Голос у него был на удивление чистый, хотя и с характерной попугайской хрипотцой. Булат дождался окончания куплета и тут же вступил с припевом:

— Татарстан, Татарстан!

Они даже не смотрели друг на друга, но пели на удивление слаженно. В этот момент Рустам понял: он покупает этих птиц. Потому что где ещё он найдёт домашних питомцев, которые знают гимн Татарстана лучше, чем он сам?


— Сто тысяч — это окончательная цена? — робко спросил он.

— Окончательная, — твёрдо ответил Ринат Галимович. — Но я отдам вам клетку, три килограмма корма, записи татарских песен для фона и рецепт правильного чак-чака. А ещё — инструкцию по уходу на двадцати страницах.

— На двадцати?!

— Вы ещё не знаете всех тонкостей. Например, Булат терпеть не может, когда при нём говорят по-русски больше пяти минут подряд. Начинает кричать: «Татарча сөйлә!» А Мирза обижается, если забываешь говорить «рәхмәт» после того, как даёшь еду.

— Они что, прямо понимают?

— Они больше, чем понимают. Они — живая совесть татарского народа в перьях, — философски заметил Ринат Галимович. — Однажды я посмотрел при них передачу про то, что татарский язык вымирает. Так они три часа сидели молча, понурив головы. А потом Булат сказал: «Моның кирәге юк» — это не нужно. И я понял, что он имел в виду не передачу, а вымирание языка.

Рустам достал телефон и открыл приложение банка.

— Давайте реквизиты.


Домой он ехал на такси с огромной клеткой на заднем сиденье.

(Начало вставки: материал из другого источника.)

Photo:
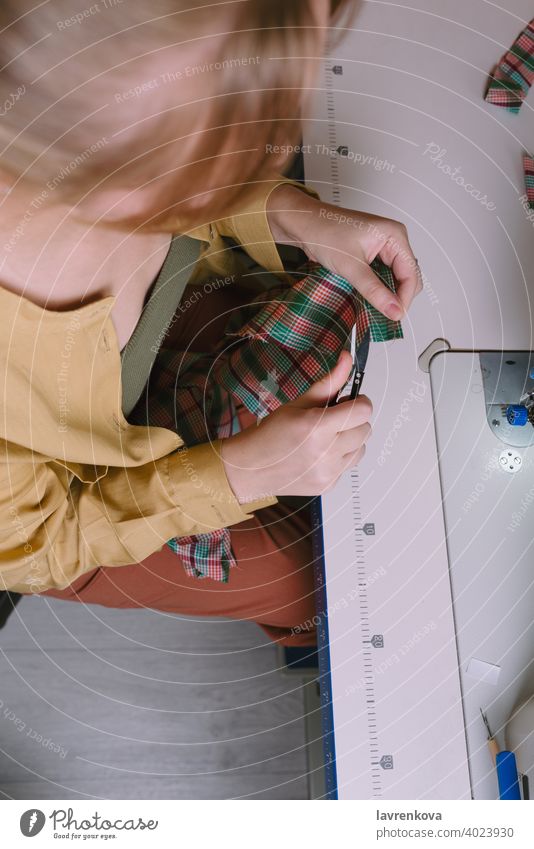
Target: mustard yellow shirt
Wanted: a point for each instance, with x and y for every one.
(79, 486)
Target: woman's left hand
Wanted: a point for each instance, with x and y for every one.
(345, 242)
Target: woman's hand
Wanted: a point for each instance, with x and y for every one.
(303, 447)
(345, 242)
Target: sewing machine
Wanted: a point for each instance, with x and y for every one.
(427, 546)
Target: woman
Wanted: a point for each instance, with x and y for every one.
(123, 124)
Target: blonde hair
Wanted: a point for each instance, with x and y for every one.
(203, 155)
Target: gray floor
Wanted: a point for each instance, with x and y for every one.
(113, 704)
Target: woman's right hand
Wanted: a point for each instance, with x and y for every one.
(304, 446)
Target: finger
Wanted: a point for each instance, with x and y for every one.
(398, 254)
(358, 272)
(352, 459)
(323, 390)
(348, 414)
(351, 440)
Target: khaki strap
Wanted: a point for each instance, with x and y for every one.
(141, 350)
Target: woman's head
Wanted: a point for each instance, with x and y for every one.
(152, 113)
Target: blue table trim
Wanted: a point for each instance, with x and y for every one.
(323, 643)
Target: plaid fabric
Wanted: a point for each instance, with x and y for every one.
(528, 167)
(511, 80)
(273, 350)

Водитель — русский парень по имени Саша — всю дорогу косился в зеркало.

— Это что, попугаи? — наконец не выдержал он.

— Исәнмесез! — радостно каркнул Булат.

Саша чуть не выронил руль.

— Они… они говорят?!

— На татарском, — гордо уточнил Рустам. — Два диалекта.

— Я тридцать лет живу в Казани, но такого не видел, — пробормотал водитель. — А что, и русский понимают?

— Булат, покажи, что ты понимаешь, — попросил Рустам.

— Татарча сөйлә! — возмутился Булат.

Саша засмеялся:

— Характер, однако! Моя жена татарка — точно так же говорит, когда я забываю слова!


Дома началась новая жизнь. Рустам установил клетку на самом видном месте, повесил рядом календарь с видами Казани и поставил на полку книгу Габдуллы Тукая — для атмосферы.

Первые дни попугаи присматривались к новому хозяину с недоверием. Мирза молчал и философски созерцал мир, Булат нервно прыгал и периодически бормотал что-то неодобрительное.

Но когда Рустам принёс домашний чак-чак по рецепту Рината Галимовича, лёд растаял.

— Бик тәмле! — восхищённо произнёс Мирза.

— Чәк-чәк яхшы! — согласился даже придирчивый Булат.

Они ссорились каждый день. По-татарски, естественно. Иногда Рустам даже не понимал, из-за чего именно, но подозревал, что дело в вечном противостоянии казанского и мишарского мировоззрений. Зато по вечерам, когда он заваривал чай и включал татарские песни, они замолкали и слушали, изредка подпевая.

А по пятницам, в день эчпочмака, Рустам стал замечать, что квартира наполняется каким-то особым уютом. Может, дело было в запахе выпечки, а может — в том, что два капризных попугая наконец прекращали ругаться и мирно клевали треугольные пирожки.

Друзья Рустама сначала крутили пальцем у виска: сто тысяч за птиц! Но стоило им услышать, как Мирза с Булатом дуэтом исполняют гимн Татарстана, все затихали и слушали с придыханием.

— Это национальное достояние, — серьёзно сказал один из гостей. — Их надо в музей!

— Ни за что, — отрезал Рустам. — Они теперь моя семья.

И это была правда. Потому что только эти попугаи могли поругать его по-татарски за то, что он опоздал с чаем, напомнить о корнях, когда он слишком долго говорил по-русски, и спеть ему гимн Татарстана, когда на душе было тоскливо.

Сто тысяч рублей? Да он бы отдал и двести — за такое счастье.